Много раз я пытался мариновать огурцы по ее рецепту, но ни разу не добился желаемого результата. Зато я могу легко восстановить в памяти их вкус и аромат, и вот уже язык скользит по зубам изнутри — справа налево, слева направо, и чувствую — во рту солоно, солоно, солоно, солоно, солоно, солоно, солоно, онолос, онолос, онолос, онолос, онолос, онолос, онолос.

Мама устало шевелила онемевшими пальцами на босых ногах, разминая их, и удовлетворенно вздыхала, полуприкрыв глаза. Маленькими глотками она потягивала свою граппу, потом вставала и шла раскладывать корм по кормушкам, доить коров, чистить и убирать, а к полуночи раздавался из хлева женский вой, каждую ночь, как и в первую ночь.

Проснувшийся от крика Одед недовольно ворчал: «Снова она ревет, хочет, чтобы ее пожалели!», а Наоми лежала затаив дыхание, будто боялась, что и ее маленькую грудь разорвет ужасный крик.

— Только забеременев тобой, она перестала кричать по ночам, — рассказывала мне Наоми спустя много лет в Иерусалиме, — что был первый признак того, что она ждет ребенка. Но поначалу… Сколько мне было тогда? Шесть или около этого… Я помню, как ее крик отдавался у меня в животе и в груди, чувствуешь, Зейде, вот здесь, положи руку… Для меня это было первым доказательством того, что я скоро стану женщиной…

Мы ехали в поезде из Иерусалима и вышли на маленькой станции Бар-Гиора, где ей приглянулся живописный ручей, подходящий для прогулки. Из трубы паровоза валил дым с искрами, мы уплетали за обе щеки сэндвичи с яичницей, сыром и петрушкой, которые Наоми завернула в шелестящую обертку от маргарина. Она не забыла также прихватить в дорогу горку крупной соли в газетной бумаге, свернутой фунтиком, мы макали в нее алые помидоры и беззаботно смеялись.

— Мой папа тоже очень любит соль.

— И моя мама, — напомнил я.

— Я знаю, мне нравятся люди, которые любят все соленое.

Наоми испытывала к Юдит самую глубокую и беззаветную из всех разновидностей любви — любовь сознательную.

— Когда я увидела ее в первый раз, на вокзале, с этим большим и странным чемоданом, я решила, что эту женщину я буду любить, и будь что будет. Это не была любовь к матери или подруге… Кем же она была для меня? Что за вопросы у тебя, Зейде? Всем сразу — помесью из кошки, коровы и мудрой старшей сестры..

Станционный сторож предупредил, что в округе гулять небезопасно, так как граница рядом. Мы пошли по затененной тропинке, вившейся вверх по течению ручья.

Наоми смеялась, а мое сердце ныло. Мне было тогда шестнадцать, а ей — тридцать два. Время лишь подчеркнуло ее красоту, усилило мою любовь к ней, а Меира, ее мужа, сделало пожилым, богатым и замкнутым.

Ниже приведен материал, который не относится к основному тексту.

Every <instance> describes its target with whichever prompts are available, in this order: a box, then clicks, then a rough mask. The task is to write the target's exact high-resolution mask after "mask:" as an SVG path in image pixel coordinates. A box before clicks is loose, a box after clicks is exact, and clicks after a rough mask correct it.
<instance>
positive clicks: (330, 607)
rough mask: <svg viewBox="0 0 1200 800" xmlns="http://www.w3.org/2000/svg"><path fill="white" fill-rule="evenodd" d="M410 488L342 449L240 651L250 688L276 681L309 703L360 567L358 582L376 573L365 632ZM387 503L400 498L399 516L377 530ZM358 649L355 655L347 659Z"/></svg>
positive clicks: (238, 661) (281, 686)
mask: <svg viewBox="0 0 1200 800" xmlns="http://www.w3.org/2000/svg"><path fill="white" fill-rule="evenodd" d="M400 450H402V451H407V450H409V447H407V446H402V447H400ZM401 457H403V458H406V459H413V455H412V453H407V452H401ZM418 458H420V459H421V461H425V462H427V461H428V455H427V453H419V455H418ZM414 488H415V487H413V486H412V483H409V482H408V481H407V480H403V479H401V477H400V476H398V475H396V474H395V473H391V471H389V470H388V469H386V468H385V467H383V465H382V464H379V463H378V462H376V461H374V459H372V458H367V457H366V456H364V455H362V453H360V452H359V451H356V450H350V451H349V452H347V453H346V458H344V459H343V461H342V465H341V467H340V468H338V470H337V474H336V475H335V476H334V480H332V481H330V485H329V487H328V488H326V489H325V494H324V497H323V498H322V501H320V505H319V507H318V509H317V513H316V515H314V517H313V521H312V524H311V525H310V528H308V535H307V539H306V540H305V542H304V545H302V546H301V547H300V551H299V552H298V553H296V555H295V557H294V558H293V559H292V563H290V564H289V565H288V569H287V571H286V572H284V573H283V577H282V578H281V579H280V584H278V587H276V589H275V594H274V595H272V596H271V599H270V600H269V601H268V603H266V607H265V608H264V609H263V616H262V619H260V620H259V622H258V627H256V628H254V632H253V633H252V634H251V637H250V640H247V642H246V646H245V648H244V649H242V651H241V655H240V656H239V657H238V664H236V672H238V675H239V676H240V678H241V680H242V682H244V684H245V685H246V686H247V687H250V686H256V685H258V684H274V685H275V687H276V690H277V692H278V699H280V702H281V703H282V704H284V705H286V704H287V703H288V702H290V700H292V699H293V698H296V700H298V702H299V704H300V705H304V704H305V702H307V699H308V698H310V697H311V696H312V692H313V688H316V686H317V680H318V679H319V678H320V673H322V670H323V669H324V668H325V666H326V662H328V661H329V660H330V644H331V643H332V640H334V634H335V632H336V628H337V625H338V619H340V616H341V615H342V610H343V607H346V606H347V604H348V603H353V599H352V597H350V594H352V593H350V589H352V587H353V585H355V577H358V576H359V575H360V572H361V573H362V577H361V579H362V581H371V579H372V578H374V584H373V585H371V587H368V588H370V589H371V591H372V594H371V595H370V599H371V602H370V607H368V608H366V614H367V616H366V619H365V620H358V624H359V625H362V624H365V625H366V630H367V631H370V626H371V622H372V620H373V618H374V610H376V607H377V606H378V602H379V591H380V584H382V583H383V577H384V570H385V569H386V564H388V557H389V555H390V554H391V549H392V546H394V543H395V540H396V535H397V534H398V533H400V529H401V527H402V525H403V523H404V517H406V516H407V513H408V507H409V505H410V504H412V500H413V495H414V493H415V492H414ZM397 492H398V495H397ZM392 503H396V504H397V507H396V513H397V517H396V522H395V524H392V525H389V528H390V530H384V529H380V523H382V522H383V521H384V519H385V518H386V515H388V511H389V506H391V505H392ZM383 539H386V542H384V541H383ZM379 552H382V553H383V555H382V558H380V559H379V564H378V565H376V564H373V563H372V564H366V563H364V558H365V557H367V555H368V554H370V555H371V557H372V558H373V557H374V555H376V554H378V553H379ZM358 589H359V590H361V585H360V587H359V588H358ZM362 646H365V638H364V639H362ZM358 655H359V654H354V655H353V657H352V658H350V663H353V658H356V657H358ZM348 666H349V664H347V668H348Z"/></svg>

Только через два года, приехав к ним в Иерусалим на побывку из армии, я осмелился наконец спросить Наоми:

— Что происходит с твоим мужем в последнее время?

— Я так счастлива, когда ты приезжаешь меня навестить, Зейде, давай не будем о Меире.

Мама и Одед всегда откровенно недолюбливали Меира, но мне он нравится. Жену его я люблю, ему самому — симпатизирую, а сына их стараюсь обходить стороной. Время от времени я приезжаю в Иерусалим на встречи со своим рыжеволосым профессором — «главным воронологом», как зовет его Наоми. Я привожу дневники наблюдений, получаю свою порцию комплиментов и новые задания, а по дороге обратно заезжаю к ним немного поболтать. У Меира все те же прямые сильные плечи, густые волосы и все та же легкая походка человека, живущего в ладу со своим телом.